The choice seemed simple enough. Four women, best friends since childhood, want a getaway vacation. When the richest of them is offered a free week at a client's villa in France, they all jump at the chance to invite their husbands and children to leave muggy England behind for the French beach and countryside.

One of the women is now a widow, a nagging wound that the group delicately sidesteps. The men, who know one another only through their wives, get along socially even if they seem to have little in common.

Right off the bat, Libby discovers a text on her husband's phone from an apparent paramour, and she quickly deduces it has to be one of her fellow travelers. The cheating lovers have texted that they'll "tell her" on the trip. Slowly she builds a case against each of her dear friends.

Each of the couples has complicated kids in tow. The youngest is spoiled rotten, an only child; another is distant and always plugged into his digital world; a younger brother yearns to play with the older kids. A lovely teen daughter is clearly troubled about something … a boy? Much adolescent drama, and, later, danger, ensues.

Along the way we learn all these characters' back stories and fill in the blanks around their bizarre behavior on the trip. But the author doesn't prepare us for the final tragic twist, even though the puzzle pieces were there all along.

GINNY GREENE

The Yellow Bird Sings
By Jennifer Rosner. (Flatiron Books, 304 pages, $25.99.)

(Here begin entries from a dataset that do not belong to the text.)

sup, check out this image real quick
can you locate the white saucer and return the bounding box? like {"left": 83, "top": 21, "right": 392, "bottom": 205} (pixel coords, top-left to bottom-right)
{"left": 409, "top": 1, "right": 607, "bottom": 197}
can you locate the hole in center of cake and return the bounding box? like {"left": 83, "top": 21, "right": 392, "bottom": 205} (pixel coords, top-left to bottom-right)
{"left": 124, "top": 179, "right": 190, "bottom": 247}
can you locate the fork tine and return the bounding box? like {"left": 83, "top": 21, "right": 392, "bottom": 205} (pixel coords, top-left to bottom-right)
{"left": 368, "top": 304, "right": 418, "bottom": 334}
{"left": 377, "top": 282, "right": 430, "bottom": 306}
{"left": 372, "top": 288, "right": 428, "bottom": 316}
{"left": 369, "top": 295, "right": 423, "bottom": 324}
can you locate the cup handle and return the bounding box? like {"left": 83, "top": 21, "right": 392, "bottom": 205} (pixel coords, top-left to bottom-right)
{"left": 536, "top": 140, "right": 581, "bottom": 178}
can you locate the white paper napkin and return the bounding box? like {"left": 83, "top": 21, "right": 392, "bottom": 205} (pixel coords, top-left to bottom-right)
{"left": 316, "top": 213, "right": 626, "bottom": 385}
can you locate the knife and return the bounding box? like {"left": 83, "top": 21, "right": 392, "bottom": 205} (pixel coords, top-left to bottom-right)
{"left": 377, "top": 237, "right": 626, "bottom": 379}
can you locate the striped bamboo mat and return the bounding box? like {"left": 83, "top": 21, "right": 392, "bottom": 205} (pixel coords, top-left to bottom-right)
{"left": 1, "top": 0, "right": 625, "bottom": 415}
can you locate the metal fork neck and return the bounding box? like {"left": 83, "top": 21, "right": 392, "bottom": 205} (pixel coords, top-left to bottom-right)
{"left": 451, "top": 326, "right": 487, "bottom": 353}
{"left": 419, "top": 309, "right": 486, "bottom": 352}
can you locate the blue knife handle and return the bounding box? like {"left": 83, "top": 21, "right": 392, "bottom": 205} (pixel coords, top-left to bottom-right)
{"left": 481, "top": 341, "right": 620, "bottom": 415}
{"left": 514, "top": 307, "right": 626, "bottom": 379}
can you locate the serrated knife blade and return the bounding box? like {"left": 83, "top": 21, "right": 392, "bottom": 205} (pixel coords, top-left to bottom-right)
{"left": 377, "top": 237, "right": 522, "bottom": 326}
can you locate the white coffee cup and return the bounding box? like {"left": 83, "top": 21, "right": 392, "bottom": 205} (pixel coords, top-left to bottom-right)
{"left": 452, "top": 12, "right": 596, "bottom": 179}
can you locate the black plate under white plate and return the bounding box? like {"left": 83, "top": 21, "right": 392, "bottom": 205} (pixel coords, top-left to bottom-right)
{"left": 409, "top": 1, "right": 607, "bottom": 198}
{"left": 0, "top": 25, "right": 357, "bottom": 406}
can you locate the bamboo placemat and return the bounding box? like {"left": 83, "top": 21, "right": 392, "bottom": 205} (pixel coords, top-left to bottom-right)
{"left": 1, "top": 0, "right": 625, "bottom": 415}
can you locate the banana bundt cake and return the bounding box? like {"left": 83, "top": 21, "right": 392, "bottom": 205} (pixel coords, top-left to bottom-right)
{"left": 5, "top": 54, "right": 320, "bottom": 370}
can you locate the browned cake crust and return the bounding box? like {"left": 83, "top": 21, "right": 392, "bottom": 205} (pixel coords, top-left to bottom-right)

Like Alice Hoffman's recent "The World That We Knew" but better, Jennifer Rosner's novel is the time-jumping story of a girl who survives the Holocaust by becoming one of thousands of "hidden children." Jewish youngsters who avoided concentration camps either by hiding from the Nazis or by pretending not to be Jewish, they are represented in "Yellow Bird" by Shira, who lives in a hayloft with her mother until they are separated and Shira is sent to a convent. Shira means "poem" in Hebrew and Rosner fills "Yellow Bird" with spare, poetic language that describes how mother and daughter use music to fuel their spirit, how an imaginary bird keeps the child's hope alive and how sacrifice can lead to both heartache and redemption.